Description
The lagahoo is a shapeshifting, trickster figure of Trinidadian legend (and popular belief), a thoroughly creolised werewolf. Like the native American Coyote, he operates at both divine and very human levels, as both a world-creator and an interferer in peoples' affairs.
The subject and consciousness of these arresting and truly original poems, Lagahoo is present from the beginnings of time, witness to countless arrivals and still around at the new millennium with his sly rejections of all repressions: sexual, social or political. He is present on a crowded bus, whispering, 'Your feet are bound and laced in leather,/ Your women's breasts are held with wires'. He is the creative, subversive creature of 'deep dark mud-lust and rebellion', who, unlike men, makes no distinction between himself and the earth he lives off ('I wear the red earth by staying low') whilst men live in a state of alienation and ecological enmity until their deaths when ('the earth will stitch their bodies/ With roots and vines, Like stupid little buttons.')

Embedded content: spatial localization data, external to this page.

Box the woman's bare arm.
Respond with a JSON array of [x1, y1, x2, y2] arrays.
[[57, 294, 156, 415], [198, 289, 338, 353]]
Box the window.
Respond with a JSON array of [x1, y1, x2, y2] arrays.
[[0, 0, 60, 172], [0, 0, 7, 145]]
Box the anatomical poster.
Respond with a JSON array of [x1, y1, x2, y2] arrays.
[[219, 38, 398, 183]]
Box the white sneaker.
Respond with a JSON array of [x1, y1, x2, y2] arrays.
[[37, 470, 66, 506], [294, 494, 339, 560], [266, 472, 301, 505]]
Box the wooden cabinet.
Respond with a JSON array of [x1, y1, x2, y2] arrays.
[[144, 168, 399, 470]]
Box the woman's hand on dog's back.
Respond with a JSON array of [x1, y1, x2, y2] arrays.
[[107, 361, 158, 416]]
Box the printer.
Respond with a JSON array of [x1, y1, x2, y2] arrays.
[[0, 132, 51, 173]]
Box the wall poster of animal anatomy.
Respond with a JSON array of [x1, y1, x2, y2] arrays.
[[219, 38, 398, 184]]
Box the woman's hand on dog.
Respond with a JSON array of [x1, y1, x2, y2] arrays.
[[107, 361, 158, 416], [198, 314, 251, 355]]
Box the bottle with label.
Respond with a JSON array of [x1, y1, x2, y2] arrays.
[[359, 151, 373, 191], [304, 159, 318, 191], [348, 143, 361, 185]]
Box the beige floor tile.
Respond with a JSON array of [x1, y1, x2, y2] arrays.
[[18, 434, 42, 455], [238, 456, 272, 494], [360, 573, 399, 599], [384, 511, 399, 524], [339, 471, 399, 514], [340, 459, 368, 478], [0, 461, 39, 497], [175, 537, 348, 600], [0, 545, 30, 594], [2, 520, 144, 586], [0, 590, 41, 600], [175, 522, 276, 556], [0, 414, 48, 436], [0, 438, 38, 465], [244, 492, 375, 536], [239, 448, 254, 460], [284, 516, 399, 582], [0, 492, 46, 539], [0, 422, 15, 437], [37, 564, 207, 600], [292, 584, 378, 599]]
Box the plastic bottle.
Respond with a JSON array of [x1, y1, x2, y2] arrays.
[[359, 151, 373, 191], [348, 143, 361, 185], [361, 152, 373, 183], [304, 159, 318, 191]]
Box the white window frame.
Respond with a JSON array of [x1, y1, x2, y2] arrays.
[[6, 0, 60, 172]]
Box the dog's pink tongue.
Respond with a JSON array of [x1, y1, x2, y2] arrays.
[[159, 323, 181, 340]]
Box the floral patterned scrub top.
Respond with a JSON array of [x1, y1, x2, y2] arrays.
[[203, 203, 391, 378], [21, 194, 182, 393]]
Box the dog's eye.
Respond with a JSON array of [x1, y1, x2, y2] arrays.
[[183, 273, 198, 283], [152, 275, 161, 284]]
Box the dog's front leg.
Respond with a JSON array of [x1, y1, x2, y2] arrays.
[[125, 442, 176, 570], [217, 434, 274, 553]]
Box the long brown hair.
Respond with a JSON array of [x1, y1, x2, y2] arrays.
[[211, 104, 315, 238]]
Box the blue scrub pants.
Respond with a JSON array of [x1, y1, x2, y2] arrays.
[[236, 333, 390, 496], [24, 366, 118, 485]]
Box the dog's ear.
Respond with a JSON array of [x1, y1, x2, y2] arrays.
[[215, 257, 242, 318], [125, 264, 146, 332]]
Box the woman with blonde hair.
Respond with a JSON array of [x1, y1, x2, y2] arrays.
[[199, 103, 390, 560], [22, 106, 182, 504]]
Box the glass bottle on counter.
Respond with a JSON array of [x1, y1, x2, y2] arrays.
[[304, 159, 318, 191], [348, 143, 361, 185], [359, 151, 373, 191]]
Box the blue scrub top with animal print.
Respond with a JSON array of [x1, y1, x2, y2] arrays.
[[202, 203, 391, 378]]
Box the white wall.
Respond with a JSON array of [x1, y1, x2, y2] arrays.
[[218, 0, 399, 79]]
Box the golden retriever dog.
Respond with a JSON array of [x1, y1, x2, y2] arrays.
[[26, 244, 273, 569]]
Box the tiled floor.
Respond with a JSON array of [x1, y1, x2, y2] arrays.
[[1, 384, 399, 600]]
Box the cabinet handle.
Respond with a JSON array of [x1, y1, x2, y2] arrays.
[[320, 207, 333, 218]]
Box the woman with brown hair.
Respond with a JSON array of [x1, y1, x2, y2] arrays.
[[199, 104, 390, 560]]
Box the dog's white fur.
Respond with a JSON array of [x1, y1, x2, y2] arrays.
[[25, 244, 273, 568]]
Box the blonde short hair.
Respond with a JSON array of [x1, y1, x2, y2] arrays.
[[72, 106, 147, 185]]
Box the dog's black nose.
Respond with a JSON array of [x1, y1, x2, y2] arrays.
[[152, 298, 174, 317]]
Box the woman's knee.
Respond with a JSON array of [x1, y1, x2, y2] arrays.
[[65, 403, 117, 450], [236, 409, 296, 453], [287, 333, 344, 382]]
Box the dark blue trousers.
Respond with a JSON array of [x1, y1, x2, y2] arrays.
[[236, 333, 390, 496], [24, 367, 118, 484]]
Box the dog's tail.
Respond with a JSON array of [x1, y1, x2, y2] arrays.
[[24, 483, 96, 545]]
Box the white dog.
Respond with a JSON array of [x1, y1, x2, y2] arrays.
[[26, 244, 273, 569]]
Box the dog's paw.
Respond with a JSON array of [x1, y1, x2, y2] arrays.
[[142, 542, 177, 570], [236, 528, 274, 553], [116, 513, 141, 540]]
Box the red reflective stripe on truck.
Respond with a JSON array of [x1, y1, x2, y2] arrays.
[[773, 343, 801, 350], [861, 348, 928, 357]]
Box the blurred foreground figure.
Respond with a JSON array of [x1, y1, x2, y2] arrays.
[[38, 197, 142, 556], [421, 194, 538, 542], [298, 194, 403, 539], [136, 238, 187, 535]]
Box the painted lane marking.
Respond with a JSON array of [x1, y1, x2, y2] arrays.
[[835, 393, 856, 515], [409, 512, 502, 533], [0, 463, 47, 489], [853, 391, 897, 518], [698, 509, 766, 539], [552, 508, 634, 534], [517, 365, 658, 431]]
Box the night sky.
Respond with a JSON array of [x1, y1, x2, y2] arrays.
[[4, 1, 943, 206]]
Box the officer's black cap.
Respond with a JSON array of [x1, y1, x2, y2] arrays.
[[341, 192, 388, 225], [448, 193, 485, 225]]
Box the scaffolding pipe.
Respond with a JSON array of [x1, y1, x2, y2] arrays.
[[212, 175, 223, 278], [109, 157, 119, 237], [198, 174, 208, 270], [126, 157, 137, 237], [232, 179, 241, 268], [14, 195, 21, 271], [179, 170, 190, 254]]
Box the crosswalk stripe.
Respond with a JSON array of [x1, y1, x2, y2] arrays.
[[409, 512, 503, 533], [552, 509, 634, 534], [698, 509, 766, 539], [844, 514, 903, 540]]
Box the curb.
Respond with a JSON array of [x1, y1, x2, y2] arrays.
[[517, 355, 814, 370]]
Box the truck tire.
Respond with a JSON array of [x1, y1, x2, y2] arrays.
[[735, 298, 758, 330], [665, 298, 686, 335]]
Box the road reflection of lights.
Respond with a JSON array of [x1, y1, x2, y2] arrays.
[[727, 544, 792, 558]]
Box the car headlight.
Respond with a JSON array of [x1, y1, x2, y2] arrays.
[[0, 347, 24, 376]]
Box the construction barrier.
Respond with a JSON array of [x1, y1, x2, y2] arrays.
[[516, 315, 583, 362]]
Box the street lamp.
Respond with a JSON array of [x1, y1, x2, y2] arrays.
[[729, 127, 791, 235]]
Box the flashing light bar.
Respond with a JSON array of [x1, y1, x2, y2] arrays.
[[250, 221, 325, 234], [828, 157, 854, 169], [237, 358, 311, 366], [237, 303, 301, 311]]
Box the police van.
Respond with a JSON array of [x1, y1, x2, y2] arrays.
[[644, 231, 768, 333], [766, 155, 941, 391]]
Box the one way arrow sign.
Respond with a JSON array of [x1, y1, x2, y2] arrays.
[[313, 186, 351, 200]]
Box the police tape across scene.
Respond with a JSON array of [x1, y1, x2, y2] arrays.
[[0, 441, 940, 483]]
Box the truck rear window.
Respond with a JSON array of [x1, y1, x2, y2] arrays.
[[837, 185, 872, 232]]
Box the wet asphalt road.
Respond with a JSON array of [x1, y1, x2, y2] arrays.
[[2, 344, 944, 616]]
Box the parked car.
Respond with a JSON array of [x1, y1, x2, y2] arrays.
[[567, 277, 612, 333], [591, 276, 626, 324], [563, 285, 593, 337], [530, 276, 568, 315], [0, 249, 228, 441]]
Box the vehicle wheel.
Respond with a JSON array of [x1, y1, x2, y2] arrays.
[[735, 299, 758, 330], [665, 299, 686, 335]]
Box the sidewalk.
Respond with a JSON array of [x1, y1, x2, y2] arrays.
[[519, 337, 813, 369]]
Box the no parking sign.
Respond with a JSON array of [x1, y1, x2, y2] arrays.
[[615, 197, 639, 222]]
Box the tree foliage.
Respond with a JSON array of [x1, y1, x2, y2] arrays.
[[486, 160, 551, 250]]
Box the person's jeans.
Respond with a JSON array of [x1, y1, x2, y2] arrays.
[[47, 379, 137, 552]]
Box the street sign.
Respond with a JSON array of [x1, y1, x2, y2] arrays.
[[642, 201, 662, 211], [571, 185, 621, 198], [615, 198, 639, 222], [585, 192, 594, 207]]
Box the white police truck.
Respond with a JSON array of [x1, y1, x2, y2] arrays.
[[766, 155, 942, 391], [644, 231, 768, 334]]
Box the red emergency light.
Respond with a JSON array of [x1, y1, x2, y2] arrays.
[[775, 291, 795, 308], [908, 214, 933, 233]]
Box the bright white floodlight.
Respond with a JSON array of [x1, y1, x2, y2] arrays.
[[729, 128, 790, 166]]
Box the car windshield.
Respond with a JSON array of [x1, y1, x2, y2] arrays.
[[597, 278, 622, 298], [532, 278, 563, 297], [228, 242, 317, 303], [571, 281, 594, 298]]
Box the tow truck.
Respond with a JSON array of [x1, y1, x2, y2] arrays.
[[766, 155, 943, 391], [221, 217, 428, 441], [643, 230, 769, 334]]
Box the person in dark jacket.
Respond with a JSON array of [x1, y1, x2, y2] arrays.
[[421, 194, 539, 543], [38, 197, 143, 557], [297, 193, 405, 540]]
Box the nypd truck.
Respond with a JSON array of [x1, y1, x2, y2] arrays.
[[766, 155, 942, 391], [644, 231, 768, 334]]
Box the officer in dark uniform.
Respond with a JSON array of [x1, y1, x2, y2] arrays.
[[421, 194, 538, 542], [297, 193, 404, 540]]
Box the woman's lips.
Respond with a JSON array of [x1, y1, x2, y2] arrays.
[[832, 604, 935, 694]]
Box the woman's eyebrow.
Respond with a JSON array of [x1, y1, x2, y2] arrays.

Belief in the reality of the lagahoo has featured as a successful defence in the Trinidadian courts where Aboud practices his other occupation as a barrister. There a defendant was acquitted from a wounding charge on the grounds that he believed that his victim, attacked at night, was a lagahoo. The victim, indeed, corroborated this defence by admitting that though he had never seen one, 'Ah does hear dem howling in de night'. In locating his voice in the twilight world between legend and reality, Aboud constantly rearranges the way the world can be perceived.
James Christopher Aboud was born in Trinidad in 1956 and educated there, in Canada, and in England. His first collection of poetry, The Stone Rose, was published in 1986. He lives in Port of Spain and is a Barrister-at-Law.